TreeSeg: Hierarchical Segmentation & Interval Queries

Updated 2 March 2026

TreeSeg is a tree-based framework encompassing both hierarchical segmentation of noisy ASR transcripts and a dynamic BITS-Tree for efficient segment storage.
It employs recursive divisive clustering with windowed embeddings to partition transcripts into semantically coherent segments while addressing noise and variable segment counts.
The BITS-Tree component supports efficient point and range queries through logarithmic operations, making it effective for dynamic interval querying in large datasets.

TreeSeg refers to distinct concepts in the literature: (1) an algorithm for hierarchical topic segmentation of large transcripts, and (2) a dynamic data structure for efficient segment storage and interval queries (the BITS-Tree).
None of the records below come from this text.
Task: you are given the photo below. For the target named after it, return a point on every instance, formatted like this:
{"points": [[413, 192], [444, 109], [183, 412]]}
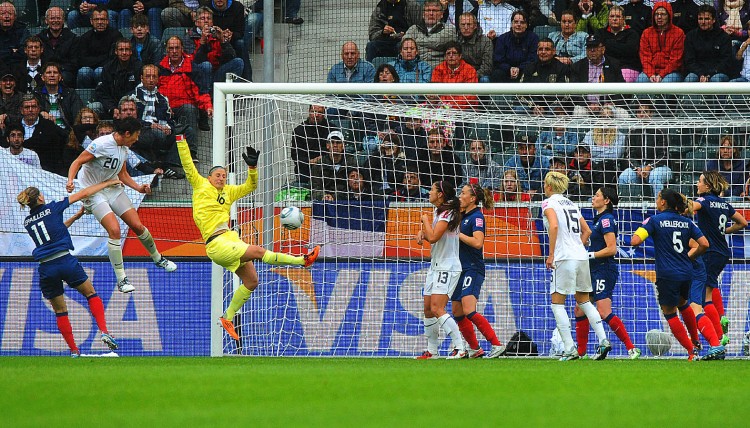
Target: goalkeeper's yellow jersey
{"points": [[210, 205]]}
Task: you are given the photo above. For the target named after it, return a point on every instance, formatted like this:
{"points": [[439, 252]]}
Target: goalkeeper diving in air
{"points": [[212, 201]]}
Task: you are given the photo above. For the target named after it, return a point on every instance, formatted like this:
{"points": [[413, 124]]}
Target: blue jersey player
{"points": [[713, 214], [604, 271], [49, 232], [671, 233], [464, 299]]}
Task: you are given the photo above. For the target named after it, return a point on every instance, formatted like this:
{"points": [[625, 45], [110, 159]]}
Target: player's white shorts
{"points": [[440, 282], [107, 200], [571, 276]]}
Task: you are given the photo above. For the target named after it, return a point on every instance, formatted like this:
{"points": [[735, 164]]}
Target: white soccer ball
{"points": [[291, 218]]}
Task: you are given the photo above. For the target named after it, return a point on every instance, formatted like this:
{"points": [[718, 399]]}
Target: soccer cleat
{"points": [[426, 355], [229, 327], [109, 341], [496, 351], [475, 353], [125, 286], [312, 256], [457, 354], [602, 350], [167, 265], [634, 353]]}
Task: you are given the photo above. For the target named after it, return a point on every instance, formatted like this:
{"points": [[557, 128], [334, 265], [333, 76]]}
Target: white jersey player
{"points": [[104, 159], [445, 268], [568, 260]]}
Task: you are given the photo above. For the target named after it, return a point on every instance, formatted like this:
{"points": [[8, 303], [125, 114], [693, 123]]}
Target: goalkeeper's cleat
{"points": [[602, 350], [426, 355], [109, 341], [724, 324], [229, 327], [496, 351], [476, 353], [125, 286], [312, 256], [457, 354], [634, 353], [167, 265]]}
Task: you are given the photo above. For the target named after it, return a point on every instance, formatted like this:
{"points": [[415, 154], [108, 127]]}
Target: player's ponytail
{"points": [[29, 197], [450, 203]]}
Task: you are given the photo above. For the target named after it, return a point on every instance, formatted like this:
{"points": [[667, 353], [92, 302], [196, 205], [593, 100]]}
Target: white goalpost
{"points": [[362, 298]]}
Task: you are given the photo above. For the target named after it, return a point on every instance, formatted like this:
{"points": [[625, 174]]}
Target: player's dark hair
{"points": [[674, 199], [450, 203], [129, 124], [29, 197]]}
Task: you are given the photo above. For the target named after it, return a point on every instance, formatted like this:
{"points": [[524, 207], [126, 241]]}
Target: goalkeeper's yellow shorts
{"points": [[226, 250]]}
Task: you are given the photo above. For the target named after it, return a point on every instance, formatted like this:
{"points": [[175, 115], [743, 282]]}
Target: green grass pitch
{"points": [[356, 392]]}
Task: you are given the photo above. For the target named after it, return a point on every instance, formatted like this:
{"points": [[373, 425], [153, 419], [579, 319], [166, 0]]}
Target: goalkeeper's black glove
{"points": [[251, 157]]}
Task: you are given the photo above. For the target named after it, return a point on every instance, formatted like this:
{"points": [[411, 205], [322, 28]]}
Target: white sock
{"points": [[431, 331], [449, 326], [594, 319], [114, 249], [563, 325], [148, 243]]}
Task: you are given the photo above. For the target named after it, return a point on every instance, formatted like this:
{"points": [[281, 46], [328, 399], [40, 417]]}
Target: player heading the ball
{"points": [[212, 202]]}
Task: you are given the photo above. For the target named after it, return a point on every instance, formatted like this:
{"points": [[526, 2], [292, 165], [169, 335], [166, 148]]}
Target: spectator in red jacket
{"points": [[662, 48]]}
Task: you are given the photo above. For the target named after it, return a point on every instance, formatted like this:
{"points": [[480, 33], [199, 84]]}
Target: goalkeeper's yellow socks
{"points": [[281, 259], [238, 299]]}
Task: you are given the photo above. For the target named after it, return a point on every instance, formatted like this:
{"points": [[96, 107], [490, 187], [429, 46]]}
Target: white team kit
{"points": [[571, 273], [445, 265], [108, 161]]}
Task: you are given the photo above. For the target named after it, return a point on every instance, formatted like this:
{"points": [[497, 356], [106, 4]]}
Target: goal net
{"points": [[359, 161]]}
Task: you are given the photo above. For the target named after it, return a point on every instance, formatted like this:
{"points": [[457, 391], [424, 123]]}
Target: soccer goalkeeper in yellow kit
{"points": [[212, 200]]}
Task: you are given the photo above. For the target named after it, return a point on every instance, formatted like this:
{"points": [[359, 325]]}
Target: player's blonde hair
{"points": [[29, 197], [557, 181]]}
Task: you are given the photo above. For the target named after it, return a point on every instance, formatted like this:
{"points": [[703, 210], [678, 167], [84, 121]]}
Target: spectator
{"points": [[58, 103], [120, 76], [351, 69], [388, 23], [12, 35], [514, 50], [648, 154], [439, 162], [147, 49], [637, 15], [177, 84], [94, 49], [431, 34], [214, 55], [570, 45], [308, 141], [16, 148], [29, 74], [495, 17], [477, 49], [59, 44], [662, 47], [531, 168], [385, 165], [455, 70], [329, 173], [731, 165], [481, 167], [409, 67], [622, 43], [708, 50]]}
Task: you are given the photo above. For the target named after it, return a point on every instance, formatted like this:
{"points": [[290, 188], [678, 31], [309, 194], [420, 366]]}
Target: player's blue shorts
{"points": [[469, 284], [715, 264], [672, 292], [603, 279], [54, 272]]}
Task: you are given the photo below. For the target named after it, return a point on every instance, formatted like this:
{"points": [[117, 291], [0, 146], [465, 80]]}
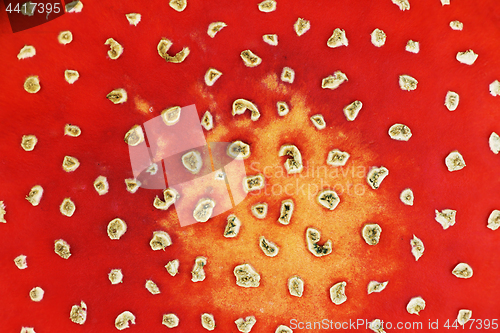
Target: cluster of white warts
{"points": [[371, 232]]}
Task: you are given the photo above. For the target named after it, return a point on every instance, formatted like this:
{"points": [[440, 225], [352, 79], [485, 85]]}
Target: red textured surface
{"points": [[373, 79]]}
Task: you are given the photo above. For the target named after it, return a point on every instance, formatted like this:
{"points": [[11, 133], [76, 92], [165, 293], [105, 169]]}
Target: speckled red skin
{"points": [[372, 74]]}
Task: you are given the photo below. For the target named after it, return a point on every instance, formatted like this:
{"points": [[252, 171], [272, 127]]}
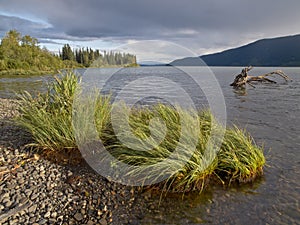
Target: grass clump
{"points": [[175, 148]]}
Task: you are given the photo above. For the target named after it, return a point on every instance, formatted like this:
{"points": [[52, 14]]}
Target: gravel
{"points": [[34, 190]]}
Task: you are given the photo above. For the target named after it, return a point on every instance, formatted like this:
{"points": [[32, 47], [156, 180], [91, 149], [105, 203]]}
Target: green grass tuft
{"points": [[166, 139]]}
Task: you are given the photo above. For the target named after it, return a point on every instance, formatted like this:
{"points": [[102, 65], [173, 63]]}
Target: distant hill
{"points": [[282, 51]]}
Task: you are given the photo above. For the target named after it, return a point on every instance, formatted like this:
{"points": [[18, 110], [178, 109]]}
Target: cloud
{"points": [[199, 25]]}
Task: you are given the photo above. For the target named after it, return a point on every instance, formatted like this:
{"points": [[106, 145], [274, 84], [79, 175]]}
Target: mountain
{"points": [[281, 51]]}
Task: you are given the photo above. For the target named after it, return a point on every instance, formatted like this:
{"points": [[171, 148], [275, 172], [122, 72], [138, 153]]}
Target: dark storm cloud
{"points": [[196, 23]]}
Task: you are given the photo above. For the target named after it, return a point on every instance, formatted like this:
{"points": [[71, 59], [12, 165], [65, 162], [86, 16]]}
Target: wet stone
{"points": [[78, 216]]}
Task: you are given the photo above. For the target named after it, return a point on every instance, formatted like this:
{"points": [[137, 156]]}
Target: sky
{"points": [[158, 30]]}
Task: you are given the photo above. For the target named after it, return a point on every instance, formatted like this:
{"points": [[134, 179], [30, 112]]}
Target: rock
{"points": [[103, 221], [8, 204], [32, 208], [54, 215], [47, 215], [90, 223], [78, 216]]}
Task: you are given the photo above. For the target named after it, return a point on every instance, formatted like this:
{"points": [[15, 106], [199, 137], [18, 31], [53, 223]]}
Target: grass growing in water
{"points": [[174, 146]]}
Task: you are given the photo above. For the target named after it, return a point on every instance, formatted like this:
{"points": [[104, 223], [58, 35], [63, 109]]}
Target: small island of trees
{"points": [[23, 55]]}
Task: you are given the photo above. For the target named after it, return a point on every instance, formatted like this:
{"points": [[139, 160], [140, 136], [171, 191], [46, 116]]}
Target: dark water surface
{"points": [[270, 112]]}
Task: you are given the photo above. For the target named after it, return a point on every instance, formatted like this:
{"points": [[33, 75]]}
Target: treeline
{"points": [[89, 57], [22, 53]]}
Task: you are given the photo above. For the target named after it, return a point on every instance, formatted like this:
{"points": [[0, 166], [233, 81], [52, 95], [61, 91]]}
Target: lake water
{"points": [[270, 112]]}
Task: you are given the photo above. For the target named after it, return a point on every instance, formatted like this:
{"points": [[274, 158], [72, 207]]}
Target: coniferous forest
{"points": [[23, 55]]}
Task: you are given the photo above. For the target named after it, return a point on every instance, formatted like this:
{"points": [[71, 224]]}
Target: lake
{"points": [[270, 112]]}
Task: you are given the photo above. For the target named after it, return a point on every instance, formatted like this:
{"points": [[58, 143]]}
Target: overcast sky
{"points": [[203, 26]]}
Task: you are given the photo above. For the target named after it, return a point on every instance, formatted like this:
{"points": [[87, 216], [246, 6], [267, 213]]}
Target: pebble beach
{"points": [[34, 190]]}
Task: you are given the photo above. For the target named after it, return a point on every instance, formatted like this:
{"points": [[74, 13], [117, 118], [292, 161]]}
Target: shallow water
{"points": [[270, 112]]}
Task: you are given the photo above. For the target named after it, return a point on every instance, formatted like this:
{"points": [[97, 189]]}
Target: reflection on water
{"points": [[12, 85], [270, 112]]}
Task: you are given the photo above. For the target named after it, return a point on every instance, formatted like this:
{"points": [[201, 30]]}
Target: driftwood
{"points": [[244, 78]]}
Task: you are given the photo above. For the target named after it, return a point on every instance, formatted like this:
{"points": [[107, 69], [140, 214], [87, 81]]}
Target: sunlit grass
{"points": [[171, 143]]}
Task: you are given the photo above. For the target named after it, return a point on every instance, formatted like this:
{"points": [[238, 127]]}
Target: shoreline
{"points": [[37, 191]]}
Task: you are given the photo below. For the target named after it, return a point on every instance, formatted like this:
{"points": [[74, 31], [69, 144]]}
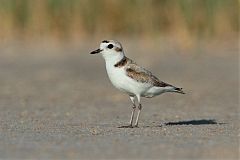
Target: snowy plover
{"points": [[130, 78]]}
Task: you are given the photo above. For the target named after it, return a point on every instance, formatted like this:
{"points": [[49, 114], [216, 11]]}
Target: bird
{"points": [[131, 78]]}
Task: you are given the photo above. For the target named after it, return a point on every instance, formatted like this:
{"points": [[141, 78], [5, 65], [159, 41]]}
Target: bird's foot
{"points": [[135, 126], [126, 126]]}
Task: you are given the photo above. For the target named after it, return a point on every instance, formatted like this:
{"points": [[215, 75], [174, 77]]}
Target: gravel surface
{"points": [[57, 103]]}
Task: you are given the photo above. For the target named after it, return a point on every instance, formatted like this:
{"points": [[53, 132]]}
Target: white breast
{"points": [[124, 83]]}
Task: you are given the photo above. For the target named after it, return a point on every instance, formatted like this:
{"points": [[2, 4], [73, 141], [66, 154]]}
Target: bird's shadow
{"points": [[190, 122], [194, 122]]}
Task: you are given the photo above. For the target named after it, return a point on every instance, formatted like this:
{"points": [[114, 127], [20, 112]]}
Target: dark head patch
{"points": [[105, 41], [118, 49], [121, 63]]}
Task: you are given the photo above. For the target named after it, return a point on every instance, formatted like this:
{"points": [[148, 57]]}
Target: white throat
{"points": [[113, 57]]}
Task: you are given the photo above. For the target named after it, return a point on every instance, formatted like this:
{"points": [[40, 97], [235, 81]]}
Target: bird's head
{"points": [[110, 49]]}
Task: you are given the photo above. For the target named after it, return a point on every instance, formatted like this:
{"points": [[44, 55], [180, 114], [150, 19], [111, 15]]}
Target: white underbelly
{"points": [[126, 84]]}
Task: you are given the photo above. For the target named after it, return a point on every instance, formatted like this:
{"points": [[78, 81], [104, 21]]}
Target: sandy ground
{"points": [[57, 103]]}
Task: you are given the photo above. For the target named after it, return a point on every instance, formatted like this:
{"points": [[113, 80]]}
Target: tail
{"points": [[178, 90]]}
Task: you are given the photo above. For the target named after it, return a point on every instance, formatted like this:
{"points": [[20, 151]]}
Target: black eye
{"points": [[110, 46]]}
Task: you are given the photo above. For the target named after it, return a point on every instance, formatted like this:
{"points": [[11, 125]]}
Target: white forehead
{"points": [[105, 43]]}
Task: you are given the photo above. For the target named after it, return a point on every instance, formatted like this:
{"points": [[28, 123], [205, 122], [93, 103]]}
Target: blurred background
{"points": [[75, 20], [56, 101]]}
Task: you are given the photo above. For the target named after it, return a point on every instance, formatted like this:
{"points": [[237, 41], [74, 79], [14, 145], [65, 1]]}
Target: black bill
{"points": [[96, 51]]}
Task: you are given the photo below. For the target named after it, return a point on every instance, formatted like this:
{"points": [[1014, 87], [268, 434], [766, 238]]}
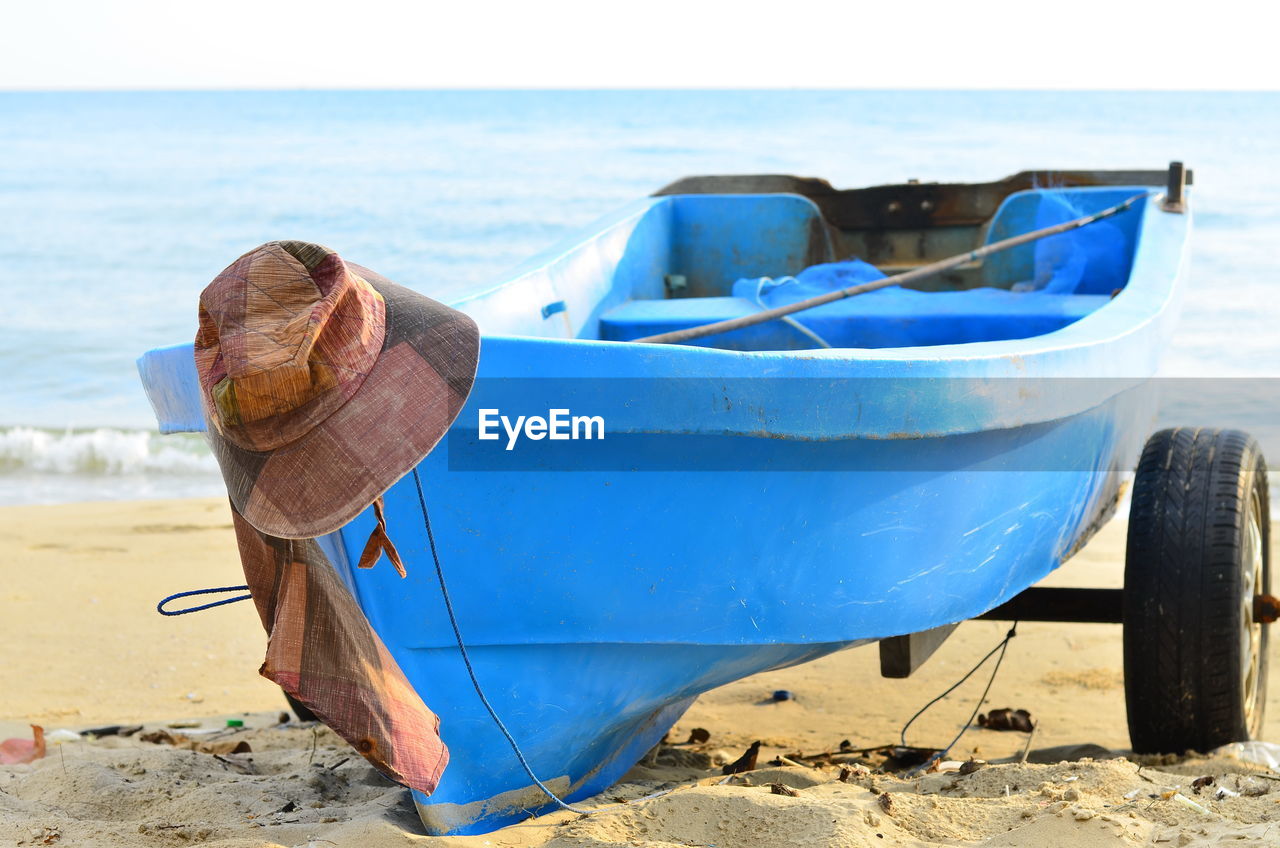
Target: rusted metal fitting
{"points": [[1175, 188], [1266, 609]]}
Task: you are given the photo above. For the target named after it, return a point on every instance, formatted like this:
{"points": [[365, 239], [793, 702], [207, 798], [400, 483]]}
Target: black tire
{"points": [[298, 709], [1200, 532]]}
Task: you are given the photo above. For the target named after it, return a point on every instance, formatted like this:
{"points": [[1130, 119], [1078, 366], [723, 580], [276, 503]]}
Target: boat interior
{"points": [[708, 249]]}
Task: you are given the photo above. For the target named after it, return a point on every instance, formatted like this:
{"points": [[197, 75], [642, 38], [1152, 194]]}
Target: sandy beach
{"points": [[85, 648]]}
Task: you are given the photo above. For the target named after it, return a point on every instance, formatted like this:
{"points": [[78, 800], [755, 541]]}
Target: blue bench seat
{"points": [[886, 318]]}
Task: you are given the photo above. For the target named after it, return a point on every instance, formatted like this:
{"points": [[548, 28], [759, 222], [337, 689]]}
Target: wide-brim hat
{"points": [[324, 383]]}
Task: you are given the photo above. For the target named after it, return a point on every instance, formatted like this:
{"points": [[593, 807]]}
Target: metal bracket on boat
{"points": [[900, 656], [1175, 188]]}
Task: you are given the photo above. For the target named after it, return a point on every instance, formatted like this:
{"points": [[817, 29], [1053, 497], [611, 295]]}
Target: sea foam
{"points": [[104, 451]]}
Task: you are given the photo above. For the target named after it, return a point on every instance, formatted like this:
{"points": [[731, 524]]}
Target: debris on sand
{"points": [[1006, 719], [746, 762]]}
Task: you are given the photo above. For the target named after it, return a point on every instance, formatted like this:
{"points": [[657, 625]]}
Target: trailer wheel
{"points": [[1196, 566]]}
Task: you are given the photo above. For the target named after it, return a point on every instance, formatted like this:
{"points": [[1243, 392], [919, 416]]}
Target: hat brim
{"points": [[403, 407]]}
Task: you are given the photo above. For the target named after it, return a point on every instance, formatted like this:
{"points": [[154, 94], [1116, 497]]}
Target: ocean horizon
{"points": [[118, 208]]}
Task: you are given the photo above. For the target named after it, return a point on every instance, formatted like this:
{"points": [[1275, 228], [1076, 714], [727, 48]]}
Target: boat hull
{"points": [[745, 510]]}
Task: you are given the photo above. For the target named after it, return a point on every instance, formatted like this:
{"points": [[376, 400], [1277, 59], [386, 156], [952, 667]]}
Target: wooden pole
{"points": [[897, 279]]}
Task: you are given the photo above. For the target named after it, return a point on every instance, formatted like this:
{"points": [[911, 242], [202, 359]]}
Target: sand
{"points": [[85, 647]]}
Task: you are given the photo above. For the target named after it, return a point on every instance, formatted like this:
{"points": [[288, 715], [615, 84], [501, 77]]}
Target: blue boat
{"points": [[758, 498]]}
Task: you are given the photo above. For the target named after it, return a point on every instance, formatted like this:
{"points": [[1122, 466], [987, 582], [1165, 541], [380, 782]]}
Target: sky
{"points": [[644, 44]]}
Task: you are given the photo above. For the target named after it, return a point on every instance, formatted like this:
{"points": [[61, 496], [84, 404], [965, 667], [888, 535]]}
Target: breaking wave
{"points": [[101, 452]]}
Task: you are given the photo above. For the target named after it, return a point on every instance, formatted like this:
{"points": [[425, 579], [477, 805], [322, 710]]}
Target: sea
{"points": [[118, 208]]}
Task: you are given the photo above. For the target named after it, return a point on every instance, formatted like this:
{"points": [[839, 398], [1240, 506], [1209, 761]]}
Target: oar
{"points": [[897, 279]]}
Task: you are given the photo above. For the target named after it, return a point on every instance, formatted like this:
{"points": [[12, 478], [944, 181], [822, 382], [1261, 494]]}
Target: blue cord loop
{"points": [[204, 606]]}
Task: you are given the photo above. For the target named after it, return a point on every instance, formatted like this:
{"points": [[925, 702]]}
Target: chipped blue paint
{"points": [[877, 491]]}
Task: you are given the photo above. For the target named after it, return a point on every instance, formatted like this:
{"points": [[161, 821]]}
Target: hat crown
{"points": [[287, 333]]}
Both rely on tree-based representations to organize, partition, or index sequential data. This article reviews both domains for completeness.

1. Hierarchical Topic Segmentation: TreeSeg Algorithm

TreeSeg is an approach for hierarchical, structure-preserving topic segmentation of long, noisy transcripts, notably those generated by Automatic Speech Recognition (ASR) systems. The core objective is to partition a temporally ordered sequence of utterances $U = [U_1, \ldots, U_T]$ into $K$ contiguous, semantically coherent segments $(P_1, \ldots, P_K)$ , despite noise, uncertain ground-truth $K$ , and large $T$ (Gklezakos et al., 2024).

The method addresses three principal challenges: persistent ASR noise, variable and ambiguous segment counts, and computational efficiency for large transcripts. TreeSeg outputs a binary tree segmentation, allowing flexible control of granularity by tree cutting at arbitrary depth.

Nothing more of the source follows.